- Promotional poster
- Directed by: P. R. Arun
- Written by: P. R. Arun
- Produced by: Prajeev; Maniyanpilla Raju;
- Starring: Rajisha Vijayan; Suraj Venjaramoodu; Niranj Maniyanpilla Raju;
- Cinematography: Sudeep Elamon
- Edited by: Jith Joshie
- Music by: Kailas Menon
- Production company: Maniyanpilla Raju Productions
- Release date: 6 September 2019;
- Running time: 150 minutes
- Country: India
- Language: Malayalam

= Finals (film) =

Finals is a 2019 Indian Malayalam-language sports drama directed by Arun P. R. It stars Rajisha Vijayan, Suraj Venjaramoodu, and Niranj Maniyanpilla Raju.
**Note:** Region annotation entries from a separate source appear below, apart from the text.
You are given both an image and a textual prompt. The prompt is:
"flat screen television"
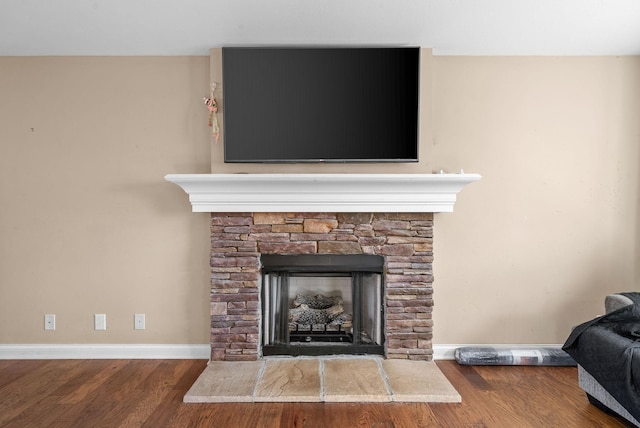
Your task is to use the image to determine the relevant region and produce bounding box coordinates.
[221,47,420,163]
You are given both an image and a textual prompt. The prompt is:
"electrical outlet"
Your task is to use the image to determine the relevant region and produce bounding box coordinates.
[93,314,107,330]
[44,314,56,330]
[133,314,145,330]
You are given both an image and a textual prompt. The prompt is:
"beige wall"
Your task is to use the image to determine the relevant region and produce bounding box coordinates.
[0,57,210,344]
[433,57,640,343]
[0,51,640,344]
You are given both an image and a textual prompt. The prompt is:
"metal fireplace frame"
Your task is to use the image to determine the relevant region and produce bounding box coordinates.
[261,254,385,356]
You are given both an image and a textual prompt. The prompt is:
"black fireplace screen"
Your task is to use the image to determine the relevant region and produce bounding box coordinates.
[262,255,384,355]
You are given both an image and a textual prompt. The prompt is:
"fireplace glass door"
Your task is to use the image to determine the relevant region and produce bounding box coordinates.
[262,255,384,355]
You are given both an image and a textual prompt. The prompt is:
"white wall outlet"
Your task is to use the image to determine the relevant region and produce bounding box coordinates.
[44,314,56,330]
[133,314,145,330]
[93,314,107,330]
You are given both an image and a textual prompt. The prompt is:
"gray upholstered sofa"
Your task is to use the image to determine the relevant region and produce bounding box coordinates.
[565,293,640,427]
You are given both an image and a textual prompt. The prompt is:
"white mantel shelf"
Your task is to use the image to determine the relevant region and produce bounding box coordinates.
[165,174,480,212]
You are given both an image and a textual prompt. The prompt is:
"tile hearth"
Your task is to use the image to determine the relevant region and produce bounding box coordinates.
[184,357,461,403]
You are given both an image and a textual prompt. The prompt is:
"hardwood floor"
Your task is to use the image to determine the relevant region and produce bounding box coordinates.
[0,360,625,428]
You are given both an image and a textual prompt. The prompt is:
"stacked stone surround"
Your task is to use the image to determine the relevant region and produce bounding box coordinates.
[211,213,433,361]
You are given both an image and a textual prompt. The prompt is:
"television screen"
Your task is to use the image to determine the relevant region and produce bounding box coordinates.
[221,47,420,163]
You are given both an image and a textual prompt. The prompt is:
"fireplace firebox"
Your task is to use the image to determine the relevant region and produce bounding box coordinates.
[261,254,384,356]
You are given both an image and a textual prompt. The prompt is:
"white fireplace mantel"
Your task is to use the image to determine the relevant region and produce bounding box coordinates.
[165,174,480,212]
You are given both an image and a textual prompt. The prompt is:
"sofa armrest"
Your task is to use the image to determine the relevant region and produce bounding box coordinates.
[604,294,633,313]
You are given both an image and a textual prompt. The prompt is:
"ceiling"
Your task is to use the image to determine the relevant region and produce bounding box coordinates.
[0,0,640,56]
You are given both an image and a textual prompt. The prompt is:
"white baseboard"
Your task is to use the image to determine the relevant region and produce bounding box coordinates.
[0,343,562,360]
[0,344,211,360]
[433,343,562,360]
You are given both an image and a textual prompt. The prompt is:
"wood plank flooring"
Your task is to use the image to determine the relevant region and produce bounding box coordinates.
[0,360,625,428]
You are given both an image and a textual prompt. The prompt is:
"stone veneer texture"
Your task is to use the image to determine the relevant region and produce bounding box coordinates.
[211,213,433,361]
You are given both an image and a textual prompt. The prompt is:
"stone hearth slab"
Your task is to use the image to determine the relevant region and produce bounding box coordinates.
[382,360,461,403]
[184,357,461,403]
[323,358,391,402]
[254,359,320,402]
[184,361,264,403]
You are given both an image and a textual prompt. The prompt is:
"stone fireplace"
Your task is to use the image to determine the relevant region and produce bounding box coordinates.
[211,213,433,361]
[165,174,480,361]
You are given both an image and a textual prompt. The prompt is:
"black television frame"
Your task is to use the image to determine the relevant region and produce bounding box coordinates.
[221,46,420,164]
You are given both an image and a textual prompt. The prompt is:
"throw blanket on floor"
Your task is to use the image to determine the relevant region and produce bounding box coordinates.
[562,293,640,420]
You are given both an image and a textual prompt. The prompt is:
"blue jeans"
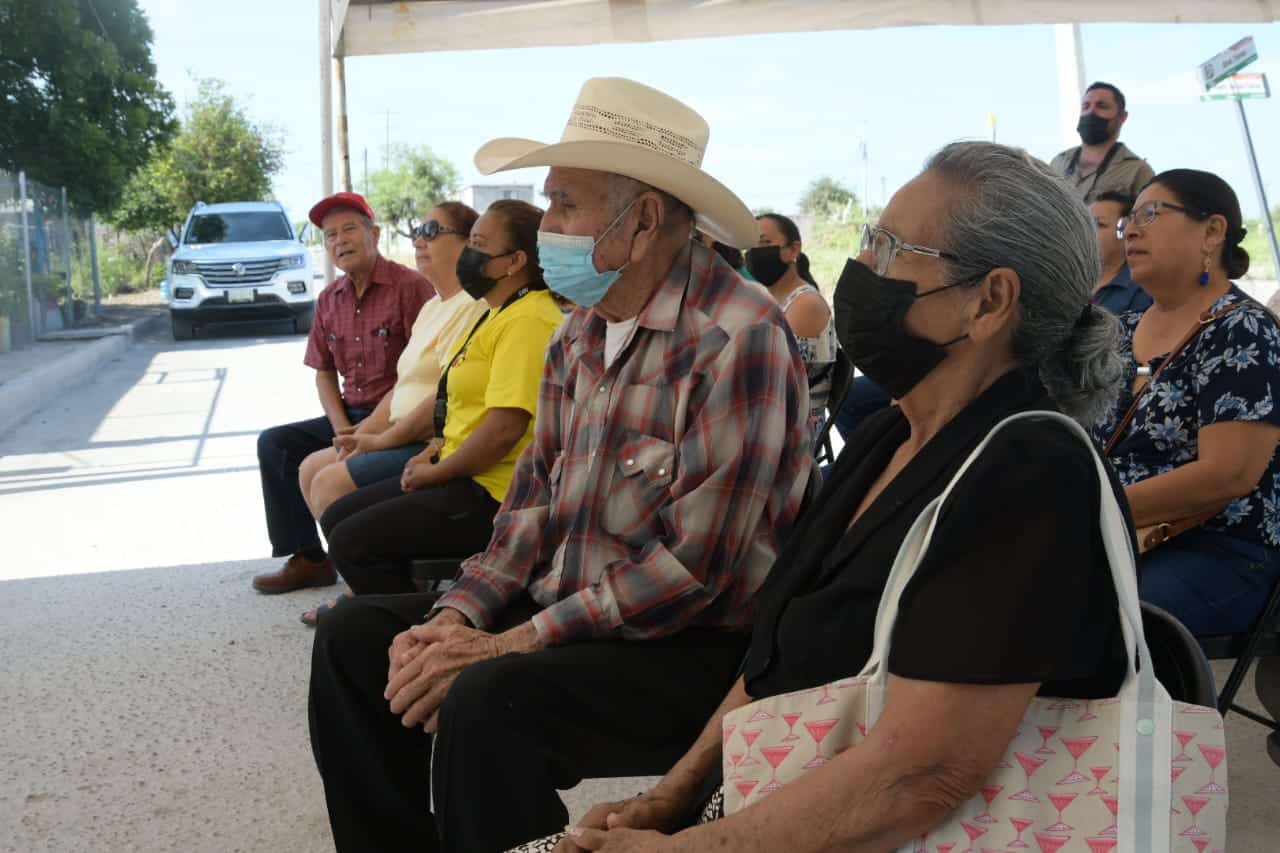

The film is based on real-life athletes.

==Premise==
Alice, an elite cyclist and national champion, trains for the 2020 Summer Olympics with her disciplinarian father, Varghese, and childhood friend, Manuel.

== Cast ==
- Rajisha Vijayan as Alice Varghese
- Suraj Venjaramoodu as P. Varghese master, Alice's father
- Niranj Maniyanpilla Raju as Manuel Thomas
- Tini Tom as Thomas, Manuel's father
- Maniyan Pilla Raju as Sports Minister Siva Shankara Pillai
- Nisthar Sait as Rama Seshan
- Kunchan as Azees
- Mala Parvathi
- Muthumani as Wardha
- Sona Nair as Mini Thomas, Manuel's mother
- Dhruvan as Aadhi (cameo appearance)
- Milkha Singh as Himself (Cameo Appearance)

== Music ==
The songs were composed by Kailas Menon.

| No. | Title | Singer(s) | Length |
|---|---|---|---|
| 1. | "Nee Mazhavillu Polen" | Naresh Iyer, Priya Prakash Varrier | 4:36 |
| 2. | "Manjukaalam" | Srinivas | 4:42 |
| 3. | "Parakkam Parakkam" | Yazin Nizar, Latha Krishna | 4:52 |
| 4. | "Chalaname" | Benny Dayal | 3:38 |
| Total length: |  |  | 17:48 |

== Release ==
The Times of India gave the film a rating of three-and-half out of five stars and wrote that "The best part about Finals is how Arun succeeds to keep the audience guessing. Just when you think that the film will choose a predictable path, he somehow delightfully veers away". The New Indian Express gave the film a rating of four out of five stars and wrote that "Finals is, without a doubt, the best of all the four Onam releases. After being underwhelmed by the other three, I wanted an experience that's the equivalent of finding water in the middle of a scorching desert".